Bien sûr, les fantômes n’existent que dans les récits qui circulent à leur sujet. Pourtant, en cessant de les entendre comme des « mensonges », l’auteur se demande si ces récits hétérogènes et « hors cadre » ne seraient pas un « genre de discours », caractérisé par une rupture narrative entre « ce que dit un narrateur » premier et la confirmation de « cette apparition » par un narrateur second (à qui on aurait raconté…). Ainsi le narrateur doute toujours de ce qu’il a perçu et c’est seulement le second, celui qui est en position d’identificateur, qui est en mesure de sanctionner la réalité de la perception et donc la crédibilité du récit. Dans la ligne des travaux de Paul Veyne et de Roberte Hamayon, l’auteur analyse l’activité de croire en des agents invisibles comme un processus social animé par le doute (de celui qui perçoit) et la confiance (en celui qui sait).

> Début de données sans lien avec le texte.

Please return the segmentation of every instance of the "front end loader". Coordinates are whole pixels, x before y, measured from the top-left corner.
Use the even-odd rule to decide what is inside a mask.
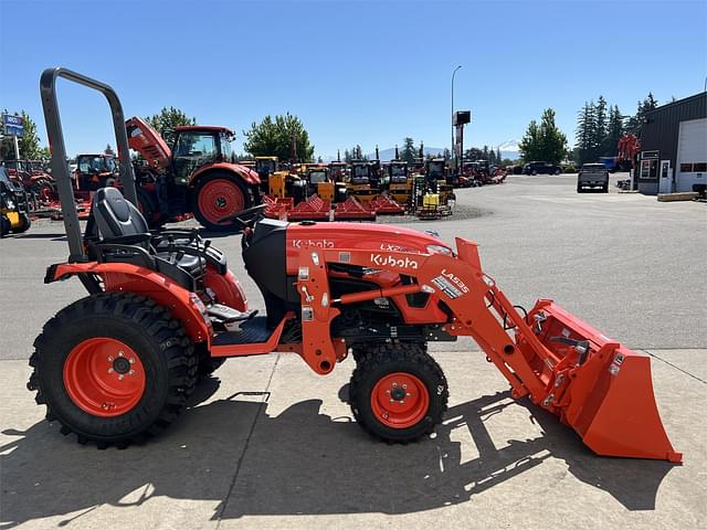
[[[55,81],[103,92],[115,120],[120,179],[94,195],[86,233],[72,209]],[[540,299],[514,306],[477,245],[390,225],[287,223],[264,204],[224,222],[243,229],[242,258],[265,315],[255,315],[223,253],[196,232],[149,232],[136,204],[123,110],[107,85],[57,68],[41,80],[52,165],[71,255],[45,282],[77,277],[88,296],[35,340],[28,386],[65,434],[99,447],[152,436],[179,415],[200,373],[223,359],[293,352],[317,374],[348,356],[357,423],[407,443],[443,420],[449,388],[429,341],[467,336],[508,381],[572,427],[597,454],[680,462],[663,427],[650,358]]]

Par exemple, pour que les unions terrestres portent leurs fruits, les Lòlop’ò – une population d’éleveurs du sud-ouest de la Chine – demandent fermement aux morts de les aider à générer la vie, de reproduire le lignage, en copulant dans l’au-delà. Les disparus doivent donc agir, et des témoins les entendent conspirer à bas bruit. Fabriqués comme des sujets, ils agissent puisqu’on peut en lire le résultat sur terre. Mais parfois, ils se braquent, se fâchent et débordent du cadre attendu. Les vivants assignent bien de cette façon les défunts à un certain rôle dans l’autre monde. Ils doivent agir sur les grandes urgences, ici, « faire des enfants ».

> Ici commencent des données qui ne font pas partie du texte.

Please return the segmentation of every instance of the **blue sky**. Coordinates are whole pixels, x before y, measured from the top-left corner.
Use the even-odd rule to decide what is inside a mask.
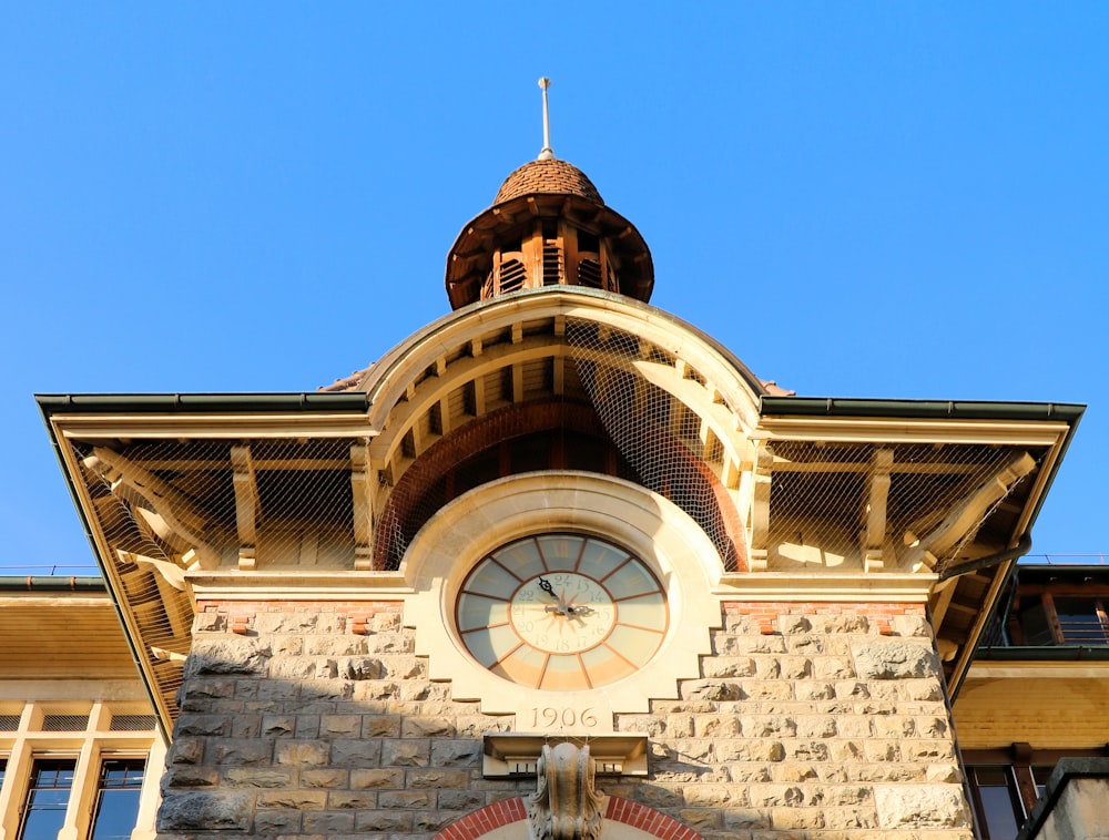
[[[1089,404],[1034,552],[1109,552],[1109,4],[0,6],[0,565],[91,553],[35,392],[306,391],[448,310],[542,144],[657,306],[804,396]]]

Cet essai, très délicat et original dans sa posture théorique, aide à réfléchir sur ce dialogue qui par ailleurs est exploré par Avery F. Gordon (Matières spectrales. Sociologie des fantômes, B42, 2024) qui affirme que les revenants sont souvent liés à une expérience collective et politique : disparition durant les dictatures, l’esclavage ou les guerres massives. Plus prudent, bien que ne cherchant pas de preuves, Delaplace réfléchit à la manière dont ces apparitions pourraient être saisies et circonscrites. Il se demande comment les sciences humaines pensent ces modalités d’expériences qui sont collectivement partagées. Peut-on isoler des formes différentes d’intelligibilité auxquelles ces expériences renverraient ? Il est alors moins question de penser l’extraordinaire que d’explorer ces expériences particulières, en laissant ouverte l’interprétation.
Ce livre minutieux, remarquable par sa ténacité, donne un nouvel élan à cette ethno-histoire qui n’est relative ni à la mort ni aux rites funéraires, mais bien à ce régime d’inquiétude, aux marges des institutions. Entre le doute et la confiance, entre l’inquiétude et la protestation, entre l’activité de croire et les agents invisibles, Gregory Delaplace tient en main de belles enquêtes à venir, n’en doutons pas. Il reste néanmoins une difficulté : comment se débarrasser de ce mot – fantôme – si chargé de facilité, polyvalent et accablant, charriant des sens psychanalytiques tout autant que des intrigues policières. Mais c’est une autre histoire.